Making Appalachian Spring
Gr 2—6—If Martha Graham's choreography for "Appalachian Spring" was a "valentine" to the world, as critics wrote in 1944, then this book is a love letter in return. Simple, poetic prose tells the story of the creation of one of the world's most-loved ballets and compositions, and Floca's graceful watercolor illustrations take admirers through every part of its development. Written in the present tense, the narrative has a sense of drama that carries readers along as if the events were happening in real time. Fascinating details about the collaboration among Graham, Copland, and Isamu Noguchi (set design) are well documented in the lengthy "curtain call," notes, and resources pages, which read like a fantastic set of liner notes. Floca varies the illustrations from vignettes to bird's-eye views to landscapes and expertly capture the fluid movements of the dancers. The page layouts are well planned to create the most movement and interest. The authors researched extensively but found a way to crystallize all of the information into a gem that is approachable for young readers. More than anything, this work emphasizes the value of collaboration and celebrates the work that Graham, Copland, and Noguchi did to bring together the performing and visual arts. Readers may be inspired to go to Russell Freedman's Martha Graham: A Dancer's Life (Clarion, 1998) and should be encouraged to check out one of Leonard Bernstein's definitive recordings of "Appalachian Spring" and a video of the ballet.—Cheri Dobbs, Detroit Country Day Middle School, Beverly Hills, MI
After choreographer Martha Graham asked composer Aaron Copland and sculptor/set designer Isamu Noguchi to collaborate with her on a new ballet, the iconic Appalachian Spring was born. Using spare, concise sentences, the authors echo Graham's approach to dance: nothing's wasted, and in such exactness lies beauty. Floca's fluid, energetic line and watercolor illustrations also reflect the plain boldness of Graham's choreography. Websites. Bib.
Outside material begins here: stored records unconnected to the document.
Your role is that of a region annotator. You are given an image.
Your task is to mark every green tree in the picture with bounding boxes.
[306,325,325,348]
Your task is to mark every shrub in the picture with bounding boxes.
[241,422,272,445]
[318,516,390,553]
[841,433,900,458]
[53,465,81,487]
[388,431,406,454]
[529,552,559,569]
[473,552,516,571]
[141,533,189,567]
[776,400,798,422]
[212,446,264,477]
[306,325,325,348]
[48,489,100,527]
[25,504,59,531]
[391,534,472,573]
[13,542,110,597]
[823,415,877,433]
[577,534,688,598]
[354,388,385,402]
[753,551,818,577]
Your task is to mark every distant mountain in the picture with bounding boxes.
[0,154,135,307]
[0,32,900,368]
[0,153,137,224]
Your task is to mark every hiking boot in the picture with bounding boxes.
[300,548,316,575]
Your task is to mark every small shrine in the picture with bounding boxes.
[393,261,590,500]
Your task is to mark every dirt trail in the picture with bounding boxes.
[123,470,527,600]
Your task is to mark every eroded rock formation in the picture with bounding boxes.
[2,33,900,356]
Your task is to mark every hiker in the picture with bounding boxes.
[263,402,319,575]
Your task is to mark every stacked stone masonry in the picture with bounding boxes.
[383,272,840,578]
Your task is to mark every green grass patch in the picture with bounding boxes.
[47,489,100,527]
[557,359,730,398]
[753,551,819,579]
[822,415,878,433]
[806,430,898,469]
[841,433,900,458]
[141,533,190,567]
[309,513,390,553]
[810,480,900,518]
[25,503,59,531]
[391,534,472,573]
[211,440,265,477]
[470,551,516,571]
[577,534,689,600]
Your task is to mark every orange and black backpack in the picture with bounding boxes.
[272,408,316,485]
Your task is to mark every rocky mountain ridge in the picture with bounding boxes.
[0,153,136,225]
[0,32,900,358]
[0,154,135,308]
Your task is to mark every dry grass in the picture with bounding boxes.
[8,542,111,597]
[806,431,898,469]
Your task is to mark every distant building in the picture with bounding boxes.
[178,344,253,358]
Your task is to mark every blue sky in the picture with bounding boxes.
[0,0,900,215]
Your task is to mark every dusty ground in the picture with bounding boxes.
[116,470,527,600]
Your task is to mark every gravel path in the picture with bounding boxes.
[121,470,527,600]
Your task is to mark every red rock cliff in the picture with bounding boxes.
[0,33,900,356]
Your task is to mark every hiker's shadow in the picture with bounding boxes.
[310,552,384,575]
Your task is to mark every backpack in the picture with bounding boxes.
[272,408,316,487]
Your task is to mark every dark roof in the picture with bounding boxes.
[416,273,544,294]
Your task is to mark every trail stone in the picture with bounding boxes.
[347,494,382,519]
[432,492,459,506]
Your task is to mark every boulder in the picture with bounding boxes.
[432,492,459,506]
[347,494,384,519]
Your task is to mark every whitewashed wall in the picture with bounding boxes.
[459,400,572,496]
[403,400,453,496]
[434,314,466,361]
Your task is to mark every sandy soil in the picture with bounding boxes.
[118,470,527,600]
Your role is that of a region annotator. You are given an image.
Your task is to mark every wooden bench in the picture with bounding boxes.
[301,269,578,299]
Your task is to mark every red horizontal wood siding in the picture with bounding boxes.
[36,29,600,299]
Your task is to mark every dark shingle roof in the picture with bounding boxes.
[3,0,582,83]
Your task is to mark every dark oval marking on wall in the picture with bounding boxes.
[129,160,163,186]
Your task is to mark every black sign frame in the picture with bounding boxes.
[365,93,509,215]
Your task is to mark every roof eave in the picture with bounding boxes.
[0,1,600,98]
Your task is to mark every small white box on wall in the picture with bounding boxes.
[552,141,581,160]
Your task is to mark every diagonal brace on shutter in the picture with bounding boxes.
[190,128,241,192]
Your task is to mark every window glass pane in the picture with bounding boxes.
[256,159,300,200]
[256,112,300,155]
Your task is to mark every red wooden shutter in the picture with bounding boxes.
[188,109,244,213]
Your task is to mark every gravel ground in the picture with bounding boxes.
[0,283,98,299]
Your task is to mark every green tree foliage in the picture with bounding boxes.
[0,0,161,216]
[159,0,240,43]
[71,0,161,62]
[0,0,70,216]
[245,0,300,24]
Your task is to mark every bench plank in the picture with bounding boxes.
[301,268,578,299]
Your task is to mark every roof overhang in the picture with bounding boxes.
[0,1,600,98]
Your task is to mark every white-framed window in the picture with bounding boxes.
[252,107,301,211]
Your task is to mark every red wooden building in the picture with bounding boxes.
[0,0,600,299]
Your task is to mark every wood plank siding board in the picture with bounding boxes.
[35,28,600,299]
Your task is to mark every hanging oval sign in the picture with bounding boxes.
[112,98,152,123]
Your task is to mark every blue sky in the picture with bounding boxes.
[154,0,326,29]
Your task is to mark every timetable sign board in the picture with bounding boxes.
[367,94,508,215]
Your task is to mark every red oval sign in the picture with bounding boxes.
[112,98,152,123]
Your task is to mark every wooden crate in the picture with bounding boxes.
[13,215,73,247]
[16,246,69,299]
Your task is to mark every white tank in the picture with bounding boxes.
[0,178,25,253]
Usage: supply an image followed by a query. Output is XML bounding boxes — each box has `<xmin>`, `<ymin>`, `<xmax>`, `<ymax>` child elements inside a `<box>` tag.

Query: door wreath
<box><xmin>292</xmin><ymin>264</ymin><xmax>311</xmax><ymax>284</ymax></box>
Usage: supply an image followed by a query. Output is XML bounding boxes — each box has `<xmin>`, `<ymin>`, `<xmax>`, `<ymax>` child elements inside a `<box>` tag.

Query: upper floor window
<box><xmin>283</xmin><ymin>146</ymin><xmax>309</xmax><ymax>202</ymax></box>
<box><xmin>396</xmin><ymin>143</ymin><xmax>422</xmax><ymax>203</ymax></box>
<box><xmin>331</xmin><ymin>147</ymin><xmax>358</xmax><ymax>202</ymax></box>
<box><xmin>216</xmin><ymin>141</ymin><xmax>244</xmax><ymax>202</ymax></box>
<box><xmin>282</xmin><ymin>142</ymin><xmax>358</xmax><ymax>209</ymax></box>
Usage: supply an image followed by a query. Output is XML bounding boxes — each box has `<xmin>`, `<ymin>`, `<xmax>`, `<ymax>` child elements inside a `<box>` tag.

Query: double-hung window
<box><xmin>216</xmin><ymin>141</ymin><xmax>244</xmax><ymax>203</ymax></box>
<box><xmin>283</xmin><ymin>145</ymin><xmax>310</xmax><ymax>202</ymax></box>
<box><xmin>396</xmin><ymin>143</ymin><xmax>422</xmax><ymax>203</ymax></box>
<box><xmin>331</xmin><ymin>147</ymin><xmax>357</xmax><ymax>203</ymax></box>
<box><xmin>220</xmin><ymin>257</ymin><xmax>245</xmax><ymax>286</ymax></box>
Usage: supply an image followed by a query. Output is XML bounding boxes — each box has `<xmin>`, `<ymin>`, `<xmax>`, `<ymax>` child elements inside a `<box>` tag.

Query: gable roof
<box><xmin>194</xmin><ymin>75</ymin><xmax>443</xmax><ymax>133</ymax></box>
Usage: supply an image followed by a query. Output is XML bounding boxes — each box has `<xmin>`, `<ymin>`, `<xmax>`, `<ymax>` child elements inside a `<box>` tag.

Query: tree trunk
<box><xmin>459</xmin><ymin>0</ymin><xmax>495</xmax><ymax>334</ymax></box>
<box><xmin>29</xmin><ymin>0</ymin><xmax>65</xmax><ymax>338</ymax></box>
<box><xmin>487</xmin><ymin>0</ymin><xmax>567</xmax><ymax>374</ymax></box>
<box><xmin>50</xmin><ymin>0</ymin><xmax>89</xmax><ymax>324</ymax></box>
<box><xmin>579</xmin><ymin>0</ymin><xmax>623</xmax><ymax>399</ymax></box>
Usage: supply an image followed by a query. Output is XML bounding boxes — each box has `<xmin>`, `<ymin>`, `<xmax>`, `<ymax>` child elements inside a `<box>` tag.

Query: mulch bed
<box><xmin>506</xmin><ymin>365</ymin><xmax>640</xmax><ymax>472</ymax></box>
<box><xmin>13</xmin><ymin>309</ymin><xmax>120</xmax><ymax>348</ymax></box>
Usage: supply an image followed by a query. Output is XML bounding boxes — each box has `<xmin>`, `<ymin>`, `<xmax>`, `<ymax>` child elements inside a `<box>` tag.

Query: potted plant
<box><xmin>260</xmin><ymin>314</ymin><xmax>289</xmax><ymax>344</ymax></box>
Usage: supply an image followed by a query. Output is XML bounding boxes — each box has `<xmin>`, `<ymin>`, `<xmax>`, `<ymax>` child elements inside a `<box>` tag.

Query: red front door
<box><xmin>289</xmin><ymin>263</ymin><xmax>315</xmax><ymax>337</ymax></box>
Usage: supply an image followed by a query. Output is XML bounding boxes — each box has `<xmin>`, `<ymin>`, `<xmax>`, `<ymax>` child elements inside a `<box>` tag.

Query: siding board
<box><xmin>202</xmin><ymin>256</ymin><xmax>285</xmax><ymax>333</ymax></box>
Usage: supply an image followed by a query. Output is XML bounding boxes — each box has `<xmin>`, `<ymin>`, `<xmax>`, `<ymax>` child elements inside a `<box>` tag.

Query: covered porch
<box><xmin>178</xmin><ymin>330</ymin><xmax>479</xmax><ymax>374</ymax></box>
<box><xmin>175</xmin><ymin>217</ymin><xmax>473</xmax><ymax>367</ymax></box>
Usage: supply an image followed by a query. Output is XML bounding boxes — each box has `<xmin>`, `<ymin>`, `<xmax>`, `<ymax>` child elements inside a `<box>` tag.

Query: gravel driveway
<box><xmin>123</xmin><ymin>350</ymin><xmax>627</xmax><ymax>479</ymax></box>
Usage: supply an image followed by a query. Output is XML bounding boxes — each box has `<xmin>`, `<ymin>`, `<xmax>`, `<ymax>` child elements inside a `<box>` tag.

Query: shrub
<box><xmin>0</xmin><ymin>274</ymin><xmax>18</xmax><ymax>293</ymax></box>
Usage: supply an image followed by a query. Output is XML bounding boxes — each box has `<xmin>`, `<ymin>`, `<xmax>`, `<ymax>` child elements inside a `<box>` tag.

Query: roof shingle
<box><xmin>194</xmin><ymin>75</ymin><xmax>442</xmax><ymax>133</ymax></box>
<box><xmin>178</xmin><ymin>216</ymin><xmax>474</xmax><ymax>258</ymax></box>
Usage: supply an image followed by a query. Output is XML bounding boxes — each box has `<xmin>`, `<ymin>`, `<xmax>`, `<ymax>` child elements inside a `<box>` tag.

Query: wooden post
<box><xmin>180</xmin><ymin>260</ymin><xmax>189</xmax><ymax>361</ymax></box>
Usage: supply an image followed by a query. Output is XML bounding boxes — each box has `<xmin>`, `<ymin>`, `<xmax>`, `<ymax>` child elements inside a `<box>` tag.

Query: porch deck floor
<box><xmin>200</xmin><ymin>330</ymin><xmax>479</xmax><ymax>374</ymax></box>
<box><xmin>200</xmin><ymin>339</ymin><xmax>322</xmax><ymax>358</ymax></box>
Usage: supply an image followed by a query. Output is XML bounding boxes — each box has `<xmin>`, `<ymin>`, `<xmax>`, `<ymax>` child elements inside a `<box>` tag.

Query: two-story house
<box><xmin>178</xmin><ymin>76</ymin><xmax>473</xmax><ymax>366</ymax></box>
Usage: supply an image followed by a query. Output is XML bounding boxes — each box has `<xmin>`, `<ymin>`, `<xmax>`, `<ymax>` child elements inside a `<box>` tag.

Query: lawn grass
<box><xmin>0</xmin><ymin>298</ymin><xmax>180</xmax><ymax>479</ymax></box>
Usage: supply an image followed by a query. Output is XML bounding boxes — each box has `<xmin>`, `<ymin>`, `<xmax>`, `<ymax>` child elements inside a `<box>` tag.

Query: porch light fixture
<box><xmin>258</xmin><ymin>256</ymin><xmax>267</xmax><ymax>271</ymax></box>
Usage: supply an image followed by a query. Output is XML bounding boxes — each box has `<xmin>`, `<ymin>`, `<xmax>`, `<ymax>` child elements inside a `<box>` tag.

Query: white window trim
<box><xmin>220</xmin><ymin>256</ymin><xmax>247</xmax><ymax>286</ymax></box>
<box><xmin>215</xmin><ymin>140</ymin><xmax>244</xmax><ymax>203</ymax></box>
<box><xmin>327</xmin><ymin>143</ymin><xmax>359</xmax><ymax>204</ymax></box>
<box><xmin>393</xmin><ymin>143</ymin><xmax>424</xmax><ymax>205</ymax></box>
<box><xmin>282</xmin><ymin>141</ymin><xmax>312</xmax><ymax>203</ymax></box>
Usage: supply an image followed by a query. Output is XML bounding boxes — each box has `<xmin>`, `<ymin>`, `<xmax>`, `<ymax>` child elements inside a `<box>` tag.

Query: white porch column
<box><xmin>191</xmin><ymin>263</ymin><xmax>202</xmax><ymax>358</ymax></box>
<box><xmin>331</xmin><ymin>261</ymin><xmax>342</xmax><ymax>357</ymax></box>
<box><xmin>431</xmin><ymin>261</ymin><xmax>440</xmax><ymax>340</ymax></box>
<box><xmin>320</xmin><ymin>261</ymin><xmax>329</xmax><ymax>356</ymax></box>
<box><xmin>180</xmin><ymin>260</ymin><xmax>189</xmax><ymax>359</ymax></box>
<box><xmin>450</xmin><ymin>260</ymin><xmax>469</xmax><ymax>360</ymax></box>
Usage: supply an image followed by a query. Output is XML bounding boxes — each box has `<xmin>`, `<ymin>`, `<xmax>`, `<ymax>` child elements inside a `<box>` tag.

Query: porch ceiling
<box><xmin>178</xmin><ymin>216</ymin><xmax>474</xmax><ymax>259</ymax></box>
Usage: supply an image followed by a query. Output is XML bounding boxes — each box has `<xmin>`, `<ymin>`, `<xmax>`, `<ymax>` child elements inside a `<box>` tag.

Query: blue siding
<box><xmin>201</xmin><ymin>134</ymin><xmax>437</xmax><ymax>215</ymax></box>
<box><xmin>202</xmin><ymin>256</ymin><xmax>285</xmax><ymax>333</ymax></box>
A behind-the-scenes look at the artists’ processes as they work in their respective fields of dance, music, and design. As Jan Greenberg and Sandra Jordan provide background about Martha Graham’s style of dancing, they also introduce readers to the story of Appalachian Spring. Brian Floca’s expressive watercolor illustrations bring the artists’ work and the performance of the ballet to life. Biographical information included in the back matter explains the three artists’ different experiences of being U.S. citizens. It seems especially fitting that they came together to produce the celebrated ballet that Graham intended as “a legend of American living.”